# Fibre Optic Internet in Gran Canaria



## Bob2 (Dec 24, 2012)

Hello.

Are there any towns/cities in Gran Canaria that offer fibre optic Internet? I am currently looking at moving to Vecindario.

Thanks,

Bob.


----------



## AlexBramwell (Sep 24, 2012)

Hello,

Movistar offers a 10Mb ADSL line for most urban areas in Gran Canaria, although the actual speed depends on how full the local exchange is (they say). I live in Las Palmas and the actual speed is closer to 2Mb. There are several other operators that offer fast internet connections but I'm not sure where these are available. Vecindario is the second largest town on the island so I think you have a very good chance of getting a decent connection. You can also use a mobile phone internet connection from Movistar, Orange or Vodafone as a backup.


----------



## Bob2 (Dec 24, 2012)

AlexBramwell said:


> Hello,
> 
> Movistar offers a 10Mb ADSL line for most urban areas in Gran Canaria, although the actual speed depends on how full the local exchange is (they say).
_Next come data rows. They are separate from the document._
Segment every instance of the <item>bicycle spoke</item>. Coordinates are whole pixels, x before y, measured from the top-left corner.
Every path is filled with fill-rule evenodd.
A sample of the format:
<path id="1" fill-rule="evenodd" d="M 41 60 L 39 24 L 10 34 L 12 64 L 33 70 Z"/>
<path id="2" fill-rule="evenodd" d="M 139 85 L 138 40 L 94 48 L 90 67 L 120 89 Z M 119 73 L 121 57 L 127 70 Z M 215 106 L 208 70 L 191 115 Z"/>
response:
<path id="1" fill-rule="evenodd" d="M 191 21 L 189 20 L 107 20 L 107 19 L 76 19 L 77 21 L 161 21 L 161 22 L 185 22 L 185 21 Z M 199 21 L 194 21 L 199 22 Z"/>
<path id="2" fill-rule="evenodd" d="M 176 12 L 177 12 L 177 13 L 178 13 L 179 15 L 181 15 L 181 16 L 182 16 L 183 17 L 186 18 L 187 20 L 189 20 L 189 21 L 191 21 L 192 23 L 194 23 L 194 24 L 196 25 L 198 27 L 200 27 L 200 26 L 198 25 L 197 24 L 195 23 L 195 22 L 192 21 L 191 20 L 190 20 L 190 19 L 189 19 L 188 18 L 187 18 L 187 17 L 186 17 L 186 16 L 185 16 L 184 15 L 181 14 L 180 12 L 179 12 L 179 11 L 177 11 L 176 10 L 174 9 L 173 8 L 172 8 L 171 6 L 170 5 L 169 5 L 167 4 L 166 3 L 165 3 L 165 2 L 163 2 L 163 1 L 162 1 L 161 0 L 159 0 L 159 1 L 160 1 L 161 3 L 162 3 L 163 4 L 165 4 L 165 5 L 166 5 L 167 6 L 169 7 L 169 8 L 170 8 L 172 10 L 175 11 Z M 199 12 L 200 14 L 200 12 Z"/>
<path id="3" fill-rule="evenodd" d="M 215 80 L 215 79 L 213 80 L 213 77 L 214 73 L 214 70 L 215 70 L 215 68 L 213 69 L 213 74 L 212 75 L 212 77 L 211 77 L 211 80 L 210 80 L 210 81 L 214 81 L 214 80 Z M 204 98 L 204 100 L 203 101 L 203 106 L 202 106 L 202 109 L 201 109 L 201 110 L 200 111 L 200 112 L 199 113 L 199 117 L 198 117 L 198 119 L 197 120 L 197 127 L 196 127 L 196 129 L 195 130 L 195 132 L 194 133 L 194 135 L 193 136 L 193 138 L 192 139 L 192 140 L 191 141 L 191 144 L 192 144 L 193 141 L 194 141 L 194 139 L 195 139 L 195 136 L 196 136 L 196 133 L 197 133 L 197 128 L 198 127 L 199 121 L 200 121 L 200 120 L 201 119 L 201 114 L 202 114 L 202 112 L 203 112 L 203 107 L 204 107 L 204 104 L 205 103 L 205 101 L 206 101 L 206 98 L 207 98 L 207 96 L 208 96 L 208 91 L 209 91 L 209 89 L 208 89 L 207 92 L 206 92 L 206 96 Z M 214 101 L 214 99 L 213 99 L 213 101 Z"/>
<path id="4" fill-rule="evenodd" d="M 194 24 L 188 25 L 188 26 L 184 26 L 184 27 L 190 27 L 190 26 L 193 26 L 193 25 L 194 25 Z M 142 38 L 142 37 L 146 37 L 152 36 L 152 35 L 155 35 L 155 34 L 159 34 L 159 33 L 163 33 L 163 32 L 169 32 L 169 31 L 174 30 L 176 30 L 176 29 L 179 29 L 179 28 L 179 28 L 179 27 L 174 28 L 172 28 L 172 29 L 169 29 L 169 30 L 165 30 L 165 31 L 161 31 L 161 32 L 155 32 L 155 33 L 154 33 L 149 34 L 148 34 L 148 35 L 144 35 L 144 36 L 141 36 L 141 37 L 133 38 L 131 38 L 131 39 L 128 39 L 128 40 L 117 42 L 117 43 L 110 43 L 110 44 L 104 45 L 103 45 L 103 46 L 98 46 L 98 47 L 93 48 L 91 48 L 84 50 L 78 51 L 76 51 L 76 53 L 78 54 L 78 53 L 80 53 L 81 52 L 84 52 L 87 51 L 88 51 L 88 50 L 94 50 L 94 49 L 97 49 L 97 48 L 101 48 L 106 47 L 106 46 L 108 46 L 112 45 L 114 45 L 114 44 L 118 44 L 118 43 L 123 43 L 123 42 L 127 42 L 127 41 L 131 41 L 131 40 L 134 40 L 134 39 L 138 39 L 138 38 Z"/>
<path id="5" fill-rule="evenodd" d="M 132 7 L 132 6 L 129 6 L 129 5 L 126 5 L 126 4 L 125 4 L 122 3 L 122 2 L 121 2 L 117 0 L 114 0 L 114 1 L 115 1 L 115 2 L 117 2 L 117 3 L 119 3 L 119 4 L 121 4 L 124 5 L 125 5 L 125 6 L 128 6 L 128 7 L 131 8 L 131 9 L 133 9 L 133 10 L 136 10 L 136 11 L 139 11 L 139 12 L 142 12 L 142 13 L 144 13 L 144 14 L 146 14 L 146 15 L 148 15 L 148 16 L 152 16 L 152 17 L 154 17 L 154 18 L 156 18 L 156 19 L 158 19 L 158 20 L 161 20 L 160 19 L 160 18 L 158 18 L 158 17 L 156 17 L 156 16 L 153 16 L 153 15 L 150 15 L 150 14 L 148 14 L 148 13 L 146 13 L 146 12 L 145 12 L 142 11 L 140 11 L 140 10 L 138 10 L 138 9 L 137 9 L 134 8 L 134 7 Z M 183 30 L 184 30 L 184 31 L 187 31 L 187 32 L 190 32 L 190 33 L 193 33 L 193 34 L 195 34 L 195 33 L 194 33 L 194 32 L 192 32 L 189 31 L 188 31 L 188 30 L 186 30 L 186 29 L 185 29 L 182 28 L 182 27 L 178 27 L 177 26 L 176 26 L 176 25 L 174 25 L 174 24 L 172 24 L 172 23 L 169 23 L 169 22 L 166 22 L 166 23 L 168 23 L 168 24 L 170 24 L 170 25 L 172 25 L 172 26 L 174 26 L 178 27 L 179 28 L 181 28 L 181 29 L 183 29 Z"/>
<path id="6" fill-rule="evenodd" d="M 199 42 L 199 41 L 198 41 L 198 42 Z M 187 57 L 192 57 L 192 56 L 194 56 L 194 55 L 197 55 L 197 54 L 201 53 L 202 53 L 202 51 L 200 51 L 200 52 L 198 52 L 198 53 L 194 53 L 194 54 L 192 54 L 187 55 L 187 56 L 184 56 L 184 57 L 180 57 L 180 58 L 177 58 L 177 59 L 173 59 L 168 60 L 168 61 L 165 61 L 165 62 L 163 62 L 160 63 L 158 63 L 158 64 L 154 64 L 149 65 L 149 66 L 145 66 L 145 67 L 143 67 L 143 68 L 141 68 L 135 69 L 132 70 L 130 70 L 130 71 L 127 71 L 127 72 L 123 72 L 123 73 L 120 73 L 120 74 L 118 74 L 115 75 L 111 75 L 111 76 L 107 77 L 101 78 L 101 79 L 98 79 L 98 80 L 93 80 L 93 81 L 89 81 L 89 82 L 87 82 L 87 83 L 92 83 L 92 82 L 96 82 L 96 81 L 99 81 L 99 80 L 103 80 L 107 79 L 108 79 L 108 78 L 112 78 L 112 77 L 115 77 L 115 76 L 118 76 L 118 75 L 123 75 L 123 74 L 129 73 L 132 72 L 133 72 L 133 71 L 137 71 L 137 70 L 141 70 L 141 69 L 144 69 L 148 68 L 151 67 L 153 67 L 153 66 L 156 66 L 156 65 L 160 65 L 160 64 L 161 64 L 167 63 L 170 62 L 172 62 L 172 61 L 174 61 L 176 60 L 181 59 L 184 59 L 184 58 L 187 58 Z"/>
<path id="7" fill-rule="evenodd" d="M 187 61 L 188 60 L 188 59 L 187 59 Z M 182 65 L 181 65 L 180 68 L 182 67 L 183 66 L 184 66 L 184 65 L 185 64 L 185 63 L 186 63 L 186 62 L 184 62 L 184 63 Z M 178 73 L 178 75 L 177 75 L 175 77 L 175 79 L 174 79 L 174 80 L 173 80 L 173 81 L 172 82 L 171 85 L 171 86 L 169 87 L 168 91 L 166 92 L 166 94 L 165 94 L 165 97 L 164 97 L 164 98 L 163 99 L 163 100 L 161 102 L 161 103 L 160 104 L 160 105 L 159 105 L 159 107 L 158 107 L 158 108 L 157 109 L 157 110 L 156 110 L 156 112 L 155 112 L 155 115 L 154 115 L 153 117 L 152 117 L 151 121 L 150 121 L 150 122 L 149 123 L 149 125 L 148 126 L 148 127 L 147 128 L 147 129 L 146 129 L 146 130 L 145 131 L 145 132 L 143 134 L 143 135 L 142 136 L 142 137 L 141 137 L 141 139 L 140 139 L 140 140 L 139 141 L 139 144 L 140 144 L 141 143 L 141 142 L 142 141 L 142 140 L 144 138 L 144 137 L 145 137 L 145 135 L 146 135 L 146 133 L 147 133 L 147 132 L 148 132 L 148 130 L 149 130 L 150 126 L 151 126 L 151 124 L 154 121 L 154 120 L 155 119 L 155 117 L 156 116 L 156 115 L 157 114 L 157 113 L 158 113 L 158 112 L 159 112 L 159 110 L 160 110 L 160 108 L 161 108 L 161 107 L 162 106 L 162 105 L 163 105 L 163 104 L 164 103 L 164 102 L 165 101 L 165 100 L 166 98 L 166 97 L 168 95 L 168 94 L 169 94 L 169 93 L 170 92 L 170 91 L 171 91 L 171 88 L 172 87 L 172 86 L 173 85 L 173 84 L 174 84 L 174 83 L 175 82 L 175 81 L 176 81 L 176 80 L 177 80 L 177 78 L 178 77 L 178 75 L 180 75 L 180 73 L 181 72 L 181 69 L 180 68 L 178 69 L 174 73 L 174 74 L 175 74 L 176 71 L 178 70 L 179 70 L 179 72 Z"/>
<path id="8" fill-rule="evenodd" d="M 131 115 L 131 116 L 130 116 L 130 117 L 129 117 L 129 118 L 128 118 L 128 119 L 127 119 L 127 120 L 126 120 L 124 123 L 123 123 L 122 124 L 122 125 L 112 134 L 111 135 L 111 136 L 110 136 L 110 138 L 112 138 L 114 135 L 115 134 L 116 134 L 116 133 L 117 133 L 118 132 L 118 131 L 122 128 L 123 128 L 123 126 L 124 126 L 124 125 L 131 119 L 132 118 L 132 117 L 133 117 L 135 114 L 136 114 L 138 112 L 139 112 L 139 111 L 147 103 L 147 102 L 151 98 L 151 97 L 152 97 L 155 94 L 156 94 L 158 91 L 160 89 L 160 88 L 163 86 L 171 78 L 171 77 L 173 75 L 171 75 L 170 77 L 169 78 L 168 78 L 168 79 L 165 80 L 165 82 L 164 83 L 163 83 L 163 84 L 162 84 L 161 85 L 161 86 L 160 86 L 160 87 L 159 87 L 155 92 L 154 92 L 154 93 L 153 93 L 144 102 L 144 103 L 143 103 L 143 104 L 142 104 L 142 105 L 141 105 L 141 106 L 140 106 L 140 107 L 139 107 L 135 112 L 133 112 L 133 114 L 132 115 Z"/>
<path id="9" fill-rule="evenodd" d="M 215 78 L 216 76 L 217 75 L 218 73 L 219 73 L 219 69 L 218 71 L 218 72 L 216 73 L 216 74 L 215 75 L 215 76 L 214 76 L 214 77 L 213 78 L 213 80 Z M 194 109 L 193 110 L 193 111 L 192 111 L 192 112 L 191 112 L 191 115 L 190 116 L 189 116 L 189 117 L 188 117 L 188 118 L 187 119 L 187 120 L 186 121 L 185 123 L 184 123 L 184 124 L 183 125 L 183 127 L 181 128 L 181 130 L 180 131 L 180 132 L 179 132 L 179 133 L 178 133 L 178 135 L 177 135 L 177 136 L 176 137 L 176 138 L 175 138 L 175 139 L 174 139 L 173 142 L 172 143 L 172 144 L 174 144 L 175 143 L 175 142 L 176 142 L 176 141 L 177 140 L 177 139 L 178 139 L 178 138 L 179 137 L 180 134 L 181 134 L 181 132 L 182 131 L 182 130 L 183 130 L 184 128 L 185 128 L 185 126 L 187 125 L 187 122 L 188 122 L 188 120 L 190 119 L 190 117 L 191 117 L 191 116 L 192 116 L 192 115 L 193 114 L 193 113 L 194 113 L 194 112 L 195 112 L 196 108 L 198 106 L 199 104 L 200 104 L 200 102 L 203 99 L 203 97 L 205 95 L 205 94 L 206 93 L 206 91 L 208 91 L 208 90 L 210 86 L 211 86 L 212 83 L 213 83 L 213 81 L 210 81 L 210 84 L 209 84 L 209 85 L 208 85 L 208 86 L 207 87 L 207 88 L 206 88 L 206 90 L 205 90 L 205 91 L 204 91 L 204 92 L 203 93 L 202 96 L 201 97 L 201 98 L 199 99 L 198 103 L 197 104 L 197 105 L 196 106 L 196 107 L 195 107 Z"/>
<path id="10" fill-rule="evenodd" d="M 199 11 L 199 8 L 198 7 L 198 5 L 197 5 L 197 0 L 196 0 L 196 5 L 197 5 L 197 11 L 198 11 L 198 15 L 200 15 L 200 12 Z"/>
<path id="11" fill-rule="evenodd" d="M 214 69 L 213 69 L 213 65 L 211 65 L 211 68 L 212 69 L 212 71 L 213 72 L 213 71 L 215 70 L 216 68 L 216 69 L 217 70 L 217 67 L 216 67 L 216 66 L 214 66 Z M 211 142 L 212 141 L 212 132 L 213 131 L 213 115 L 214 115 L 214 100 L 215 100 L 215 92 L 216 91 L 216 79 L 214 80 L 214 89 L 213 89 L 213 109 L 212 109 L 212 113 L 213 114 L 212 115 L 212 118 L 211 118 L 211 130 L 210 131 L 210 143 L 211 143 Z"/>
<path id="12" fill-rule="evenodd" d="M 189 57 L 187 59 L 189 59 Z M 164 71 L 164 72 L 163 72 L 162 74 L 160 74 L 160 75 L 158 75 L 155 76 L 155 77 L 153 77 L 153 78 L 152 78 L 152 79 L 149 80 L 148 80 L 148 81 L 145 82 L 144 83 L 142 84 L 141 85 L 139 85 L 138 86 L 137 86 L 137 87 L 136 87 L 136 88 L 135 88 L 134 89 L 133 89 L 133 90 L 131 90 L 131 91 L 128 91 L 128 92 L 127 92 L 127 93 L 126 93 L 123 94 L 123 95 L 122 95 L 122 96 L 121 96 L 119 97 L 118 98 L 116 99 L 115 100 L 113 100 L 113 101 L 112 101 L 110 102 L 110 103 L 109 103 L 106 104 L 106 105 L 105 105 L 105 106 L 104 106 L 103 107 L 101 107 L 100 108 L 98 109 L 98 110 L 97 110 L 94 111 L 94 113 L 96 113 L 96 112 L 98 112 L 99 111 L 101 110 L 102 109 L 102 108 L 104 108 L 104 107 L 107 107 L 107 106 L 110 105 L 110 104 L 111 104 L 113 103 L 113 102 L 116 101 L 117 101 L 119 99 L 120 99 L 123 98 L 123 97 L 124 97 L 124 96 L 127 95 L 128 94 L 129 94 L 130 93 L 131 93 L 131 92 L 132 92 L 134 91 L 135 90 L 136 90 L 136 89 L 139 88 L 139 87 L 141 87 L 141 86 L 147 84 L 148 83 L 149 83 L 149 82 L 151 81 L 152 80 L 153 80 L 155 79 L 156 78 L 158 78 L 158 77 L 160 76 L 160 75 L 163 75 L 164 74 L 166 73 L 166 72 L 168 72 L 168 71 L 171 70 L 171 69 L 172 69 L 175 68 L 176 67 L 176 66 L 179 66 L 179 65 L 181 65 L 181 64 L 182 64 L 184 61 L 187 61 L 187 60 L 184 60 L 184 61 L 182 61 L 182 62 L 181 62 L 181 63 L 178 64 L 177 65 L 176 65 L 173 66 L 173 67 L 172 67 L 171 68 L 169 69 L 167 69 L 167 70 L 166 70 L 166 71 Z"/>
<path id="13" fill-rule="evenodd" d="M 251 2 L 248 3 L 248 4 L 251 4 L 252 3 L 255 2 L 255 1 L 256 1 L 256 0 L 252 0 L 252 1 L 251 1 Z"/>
I live in Las Palmas and the actual speed is closer to 2Mb. There are several other operators that offer fast internet connections but I'm not sure where these are available. Vecindario is the second largest town on the island so I think you have a very good chance of getting a decent connection. You can also use a mobile phone internet connection from Movistar, Orange or Vodafone as a backup.



Thanks for the info!


----------